Avrupa Ticaret ve Sanayi Odaları Birliği (EUROCHAMBRES) Başkanı Christoph Leitl da iş diyaloğunun Türkiye ve AB arasındaki nadir köprülerden bir tanesi olduğunu anlatarak, bu köprünün güçlendirilmesi ve farkındalığın artırılması gerektiğini belirtti.

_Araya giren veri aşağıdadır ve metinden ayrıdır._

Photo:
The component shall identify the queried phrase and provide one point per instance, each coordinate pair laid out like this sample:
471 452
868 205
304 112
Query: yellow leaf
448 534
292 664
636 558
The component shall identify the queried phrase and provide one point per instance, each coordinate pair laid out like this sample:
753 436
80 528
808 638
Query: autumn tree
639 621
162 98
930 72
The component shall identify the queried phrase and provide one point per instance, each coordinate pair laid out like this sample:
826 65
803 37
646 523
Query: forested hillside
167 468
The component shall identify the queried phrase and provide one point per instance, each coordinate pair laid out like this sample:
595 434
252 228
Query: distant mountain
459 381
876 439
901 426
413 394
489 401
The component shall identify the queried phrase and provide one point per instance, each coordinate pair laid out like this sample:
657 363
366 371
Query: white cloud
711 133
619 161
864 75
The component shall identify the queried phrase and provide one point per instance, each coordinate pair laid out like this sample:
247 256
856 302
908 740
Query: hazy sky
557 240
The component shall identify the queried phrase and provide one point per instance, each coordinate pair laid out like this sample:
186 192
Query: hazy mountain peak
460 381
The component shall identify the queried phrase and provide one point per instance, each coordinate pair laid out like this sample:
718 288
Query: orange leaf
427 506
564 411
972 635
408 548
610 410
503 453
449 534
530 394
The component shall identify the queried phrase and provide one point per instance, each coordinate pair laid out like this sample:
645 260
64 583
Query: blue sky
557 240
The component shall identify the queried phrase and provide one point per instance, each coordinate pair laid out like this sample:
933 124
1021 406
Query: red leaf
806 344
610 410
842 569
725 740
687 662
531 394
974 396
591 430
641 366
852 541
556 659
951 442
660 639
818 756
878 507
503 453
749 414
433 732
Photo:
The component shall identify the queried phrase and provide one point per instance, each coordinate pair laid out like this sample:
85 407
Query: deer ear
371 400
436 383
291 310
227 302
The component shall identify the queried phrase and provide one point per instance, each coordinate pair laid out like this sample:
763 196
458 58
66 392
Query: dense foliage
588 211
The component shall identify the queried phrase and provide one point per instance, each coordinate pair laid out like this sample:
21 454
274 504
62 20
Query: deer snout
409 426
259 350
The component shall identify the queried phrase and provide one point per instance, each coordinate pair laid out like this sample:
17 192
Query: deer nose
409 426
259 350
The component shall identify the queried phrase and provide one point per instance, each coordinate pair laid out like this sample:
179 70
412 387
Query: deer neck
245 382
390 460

Leitl, benzer bir programı 2 yıl önce bakanlar ve AB Komisyonu üyeleri katılımıyla İstanbul'da gerçekleştirdiklerini anımsatarak, projenin bütçesinin artırıldığını, daha fazla sayıda program düzenleyeceklerini ve iki taraf arasında köprüleri geliştirmekte önemli bir rol oynayacaklarını anlattı.
Türkiye'nin Avrupa ailesinin ekonomik açıdan bir üyesi olduğunu vurgulayan Leitl, "EUROCHAMBRES, Gümrük Birliği'nin güncellenmesini tamamen destekliyor." diye konuştu.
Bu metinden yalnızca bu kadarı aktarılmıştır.